First, while it surveys many similar initiatives, it does not discuss the only ongoing official dialogue between the Vatican and a self-defined Evangelical body like the World Evangelical Alliance (previously World Evangelical Fellowship). This dialogue was prepared in1988 and started in 1993, the proceedings of its first meetings have all been published and one wonders how a historian of the calibre of Mark Noll has overlooked it. Therefore, the picture offered in the book is not comprehensive enough because, while it suggests an “Evangelical assessment of contemporary Roman Catholicism”, it does not deal with a significant source of Evangelical theological engagement with Rome.

 

The second reservation has more to do with the theological analysis exemplified in the book. The authors recognise that they have produced “an impressionistic and rhetorical assessment” (229) waiting for an in-depth research. Their approach, however, reflects some weaknesses which can be found elsewhere in Evangelical writings on Roman Catholicism. In a useful chapter which highlights the contents of the 1994 Catechism of the Catholic Church, the authors argue that “evangelicals can embrace at least two-thirds” of it (119), that is what stems from “common orthodoxy” based on the ancient Trinitarian and Christological creeds. Later, they admit that when the Catechism speaks of Christ, it interweaves Him to the Church to the point of making them one (147; 149), which is unacceptable for Evangelicals who consider the exaltation of a created reality an instance of idolatry. So, on the one hand, there is an apparent “common orthodoxy”; on the other, there is a profound difference on the meaning of its basic words (e.g. Christ, the church, etc.). The question to raise is how can it be said that Evangelicals can accept “two-thirds” of the Catechism if this document speaks of the (Roman Catholic) Church whenever it speaks of Christ, the Spirit and, by extension, the Trinity?

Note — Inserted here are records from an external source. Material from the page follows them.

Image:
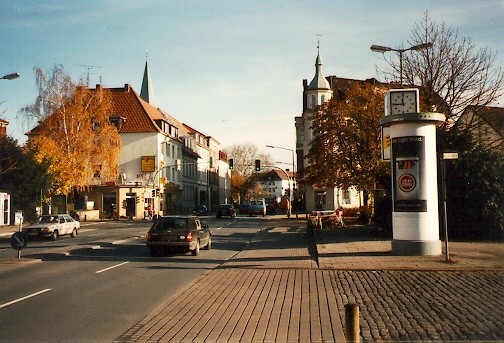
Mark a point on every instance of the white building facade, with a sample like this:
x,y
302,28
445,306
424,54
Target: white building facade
x,y
317,92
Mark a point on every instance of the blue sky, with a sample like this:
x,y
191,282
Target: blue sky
x,y
230,69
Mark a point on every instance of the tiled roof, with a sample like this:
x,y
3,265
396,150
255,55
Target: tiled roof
x,y
493,116
126,103
139,114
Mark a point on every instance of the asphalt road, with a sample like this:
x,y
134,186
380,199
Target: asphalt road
x,y
96,286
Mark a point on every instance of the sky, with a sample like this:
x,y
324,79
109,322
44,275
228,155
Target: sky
x,y
231,69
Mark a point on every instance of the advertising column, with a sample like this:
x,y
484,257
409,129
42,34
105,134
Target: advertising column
x,y
413,158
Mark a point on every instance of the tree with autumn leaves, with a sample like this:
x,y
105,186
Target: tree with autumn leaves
x,y
74,135
346,150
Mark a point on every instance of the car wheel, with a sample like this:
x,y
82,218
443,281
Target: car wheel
x,y
195,252
209,245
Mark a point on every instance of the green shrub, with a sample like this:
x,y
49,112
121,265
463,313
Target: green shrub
x,y
475,196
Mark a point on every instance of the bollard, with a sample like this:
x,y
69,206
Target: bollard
x,y
352,323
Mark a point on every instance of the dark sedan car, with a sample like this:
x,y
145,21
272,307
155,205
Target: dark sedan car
x,y
200,210
178,233
226,210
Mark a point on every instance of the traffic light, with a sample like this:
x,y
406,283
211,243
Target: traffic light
x,y
258,165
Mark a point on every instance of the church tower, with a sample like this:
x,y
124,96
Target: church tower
x,y
315,93
319,90
147,92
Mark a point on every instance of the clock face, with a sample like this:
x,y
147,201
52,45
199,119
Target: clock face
x,y
403,102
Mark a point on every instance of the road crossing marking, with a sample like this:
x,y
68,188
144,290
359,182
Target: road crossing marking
x,y
24,298
112,267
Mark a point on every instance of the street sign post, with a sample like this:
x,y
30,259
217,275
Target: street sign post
x,y
19,241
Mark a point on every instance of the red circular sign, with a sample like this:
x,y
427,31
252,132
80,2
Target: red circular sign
x,y
407,182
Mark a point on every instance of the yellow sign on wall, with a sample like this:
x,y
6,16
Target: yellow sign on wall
x,y
148,164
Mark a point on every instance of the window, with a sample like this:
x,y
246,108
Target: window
x,y
346,197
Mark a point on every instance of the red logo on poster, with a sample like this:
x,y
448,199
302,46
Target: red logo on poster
x,y
407,182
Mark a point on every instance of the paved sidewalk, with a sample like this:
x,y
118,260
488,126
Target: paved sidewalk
x,y
290,286
269,292
273,291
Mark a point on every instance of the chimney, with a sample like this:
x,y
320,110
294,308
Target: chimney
x,y
3,128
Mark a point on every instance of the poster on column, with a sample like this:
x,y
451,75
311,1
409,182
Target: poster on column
x,y
408,174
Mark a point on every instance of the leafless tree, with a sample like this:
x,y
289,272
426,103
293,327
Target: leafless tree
x,y
453,73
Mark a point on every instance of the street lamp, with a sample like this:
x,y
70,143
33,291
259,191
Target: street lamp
x,y
384,49
291,195
10,76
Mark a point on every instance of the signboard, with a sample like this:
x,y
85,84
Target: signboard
x,y
386,144
450,155
148,164
19,240
408,174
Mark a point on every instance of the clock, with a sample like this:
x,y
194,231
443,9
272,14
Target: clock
x,y
403,101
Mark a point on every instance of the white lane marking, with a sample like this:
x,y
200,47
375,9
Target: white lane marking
x,y
24,298
115,266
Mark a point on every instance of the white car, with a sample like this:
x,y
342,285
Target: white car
x,y
53,226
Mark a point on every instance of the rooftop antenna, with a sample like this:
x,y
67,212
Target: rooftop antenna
x,y
88,67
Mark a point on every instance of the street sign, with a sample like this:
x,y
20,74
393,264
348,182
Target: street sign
x,y
19,240
450,155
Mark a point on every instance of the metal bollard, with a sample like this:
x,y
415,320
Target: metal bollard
x,y
352,323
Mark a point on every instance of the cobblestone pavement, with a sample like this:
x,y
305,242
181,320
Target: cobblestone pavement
x,y
424,306
277,290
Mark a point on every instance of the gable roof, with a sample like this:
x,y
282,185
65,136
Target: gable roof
x,y
139,114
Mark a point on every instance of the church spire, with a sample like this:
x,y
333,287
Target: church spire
x,y
147,92
319,81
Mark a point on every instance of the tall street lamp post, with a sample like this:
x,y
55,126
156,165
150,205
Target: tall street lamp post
x,y
10,76
384,49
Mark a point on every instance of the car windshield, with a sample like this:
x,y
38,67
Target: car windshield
x,y
47,219
164,224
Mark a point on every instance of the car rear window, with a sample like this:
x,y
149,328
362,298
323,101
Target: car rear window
x,y
164,224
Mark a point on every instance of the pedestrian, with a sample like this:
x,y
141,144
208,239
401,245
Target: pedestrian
x,y
339,213
149,212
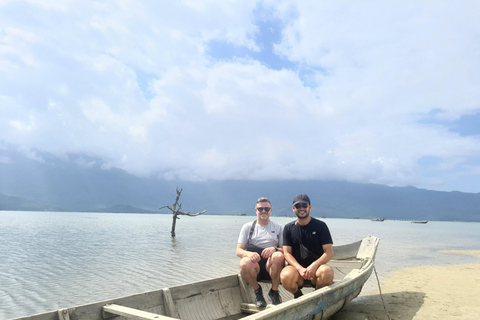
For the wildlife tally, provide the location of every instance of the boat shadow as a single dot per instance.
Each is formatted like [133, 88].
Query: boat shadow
[402, 305]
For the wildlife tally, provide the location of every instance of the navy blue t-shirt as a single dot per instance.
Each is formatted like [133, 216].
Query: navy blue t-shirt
[313, 236]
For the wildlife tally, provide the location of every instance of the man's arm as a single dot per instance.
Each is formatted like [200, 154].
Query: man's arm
[242, 253]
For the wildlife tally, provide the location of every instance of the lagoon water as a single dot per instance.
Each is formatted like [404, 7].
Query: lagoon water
[53, 260]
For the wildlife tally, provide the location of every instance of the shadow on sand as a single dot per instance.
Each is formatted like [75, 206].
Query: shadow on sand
[400, 306]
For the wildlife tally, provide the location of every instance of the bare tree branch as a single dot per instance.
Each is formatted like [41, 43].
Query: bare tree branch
[176, 212]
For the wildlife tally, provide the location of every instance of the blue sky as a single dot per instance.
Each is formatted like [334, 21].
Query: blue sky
[364, 91]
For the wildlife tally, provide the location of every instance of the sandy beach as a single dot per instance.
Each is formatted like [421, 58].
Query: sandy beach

Are we sure that the real difference between Evangelicals and Catholics lies in ecclesiology given that the Roman Catholic view of the church is argued for in Christological and Pneumatological terms? In dealing with Roman Catholicism, especially in times of mounting ecumenical pressure, Evangelical theology should attempt to go beyond the surface of theological statements and attempt to get a grip on the internal framework of reference of Roman Catholic theology. From there we should try to assess it from an Evangelical perspective. While the book has many merits in laying out the overall picture, it does not fully help Evangelicals to think about Roman theology as a complex, yet coherent system.

 

Contrary to the ambiguous answer given by Noll and Nystrom, the Reformation is as urgent as ever, for both Catholics and Evangelicals.